Among the tow truck drivers, emergency responders and road maintenance workers surveyed, 60% had experienced a near-miss while working at the roadside, while an astonishing 15% had survived being hit by a passing vehicle, the Foundation announced in a press release.

The AAA Foundation conducted two field studies testing several countermeasures to protect workers, and found an electronic vehicle-mounted variable message sign (VMS) was the most effective way to keep roadside workers safe. With VMS activated, the odds of a vehicle moving over a lane were 95% higher. Passenger vehicles were more responsive to the VMS than trucks or buses, although both were more likely to move over when VMS was active than when not.

The Foundation also examined cones, flares, and emergency flashing light patterns, and found these led to significant lane shifts by drivers but were less effective at reducing speeds or increasing the distance to the passing vehicles that did not change lanes.


On average, two emergency responders, including tow truck drivers, are struck and killed every month by a driver who fails to move over to an adjacent lane, according to the Bureau of Labor Statistics. Roadside crashes are notably deadly for tow truck drivers. Government data shows that tow operators are killed at a rate of almost 43 deaths per 100,000 workers, compared to just three for all other industries.
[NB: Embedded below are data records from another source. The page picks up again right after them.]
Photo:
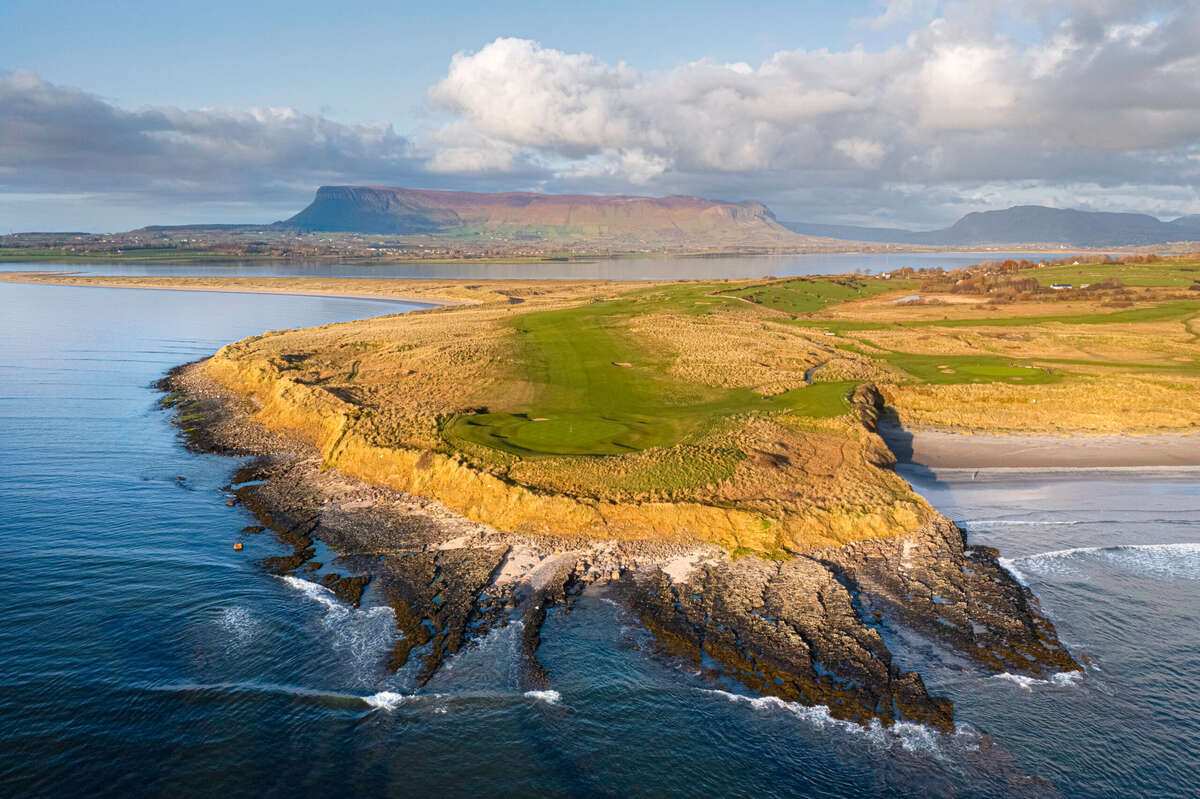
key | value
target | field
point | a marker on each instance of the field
(725, 410)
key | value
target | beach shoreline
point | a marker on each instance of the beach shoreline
(960, 450)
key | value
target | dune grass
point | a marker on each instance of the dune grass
(599, 391)
(811, 294)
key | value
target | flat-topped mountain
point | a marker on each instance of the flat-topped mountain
(634, 221)
(1029, 223)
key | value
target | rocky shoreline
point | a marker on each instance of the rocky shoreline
(805, 629)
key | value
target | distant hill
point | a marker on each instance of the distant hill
(629, 221)
(1027, 223)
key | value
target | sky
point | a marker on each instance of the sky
(903, 113)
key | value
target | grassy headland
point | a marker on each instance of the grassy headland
(730, 412)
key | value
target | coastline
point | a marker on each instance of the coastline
(150, 284)
(778, 626)
(951, 450)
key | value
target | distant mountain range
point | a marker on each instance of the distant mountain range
(1027, 224)
(627, 222)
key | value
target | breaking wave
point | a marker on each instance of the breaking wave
(361, 635)
(1153, 559)
(549, 697)
(906, 734)
(385, 700)
(1062, 679)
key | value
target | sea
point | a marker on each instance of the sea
(142, 655)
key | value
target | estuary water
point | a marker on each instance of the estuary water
(141, 655)
(666, 268)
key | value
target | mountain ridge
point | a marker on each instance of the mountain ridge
(1026, 223)
(675, 220)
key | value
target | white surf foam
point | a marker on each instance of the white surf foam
(239, 623)
(1156, 559)
(1062, 679)
(909, 736)
(385, 700)
(549, 697)
(361, 635)
(1011, 522)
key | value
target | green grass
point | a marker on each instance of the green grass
(586, 404)
(970, 368)
(809, 294)
(1170, 311)
(1168, 272)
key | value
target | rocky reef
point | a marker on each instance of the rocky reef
(804, 628)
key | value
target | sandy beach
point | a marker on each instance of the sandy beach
(945, 450)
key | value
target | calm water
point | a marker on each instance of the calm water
(605, 269)
(141, 655)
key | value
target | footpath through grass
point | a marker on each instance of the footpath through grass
(601, 392)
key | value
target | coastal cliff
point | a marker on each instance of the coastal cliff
(802, 628)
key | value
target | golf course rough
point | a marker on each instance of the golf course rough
(737, 413)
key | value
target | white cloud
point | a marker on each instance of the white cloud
(1108, 92)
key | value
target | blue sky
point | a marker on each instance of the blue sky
(907, 112)
(364, 61)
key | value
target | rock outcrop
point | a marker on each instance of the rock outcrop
(804, 628)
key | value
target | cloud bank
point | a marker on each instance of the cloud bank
(981, 104)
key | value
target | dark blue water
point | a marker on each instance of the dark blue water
(603, 269)
(139, 654)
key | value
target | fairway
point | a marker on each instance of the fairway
(599, 392)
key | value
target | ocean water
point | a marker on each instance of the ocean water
(139, 654)
(664, 268)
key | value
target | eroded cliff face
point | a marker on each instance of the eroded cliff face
(804, 628)
(667, 221)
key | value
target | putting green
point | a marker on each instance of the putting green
(601, 392)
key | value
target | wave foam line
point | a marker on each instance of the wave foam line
(1062, 679)
(1165, 559)
(549, 697)
(909, 736)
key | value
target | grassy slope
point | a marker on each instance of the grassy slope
(588, 403)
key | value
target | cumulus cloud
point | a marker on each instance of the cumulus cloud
(66, 140)
(1107, 94)
(982, 103)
While all 50 States have “Move Over” laws, motorist awareness and compliance are inconsistent. These laws require drivers to slow down or change lanes whenever first responders such as police, EMS, fire, and tow trucks are on the roadside. Also, some states have laws requiring drivers to change lanes or slow down when approaching a broken-down vehicle. California’s “Move Over” law requires all drivers to move over a lane or, if they are unable to do that safely, slow down when they see amber flashing lights on Caltrans vehicles, law enforcement and emergency vehicles, and tow trucks.

With highway speeds often over 65 mph, drivers may find it difficult to spot and react to incident response personnel, including tow truck drivers, police, and emergency responders.

The results from the field studies suggest that using VMS, nighttime light patterns, cones, or flares can positively impact the behaviors of passing motorists under most circumstances.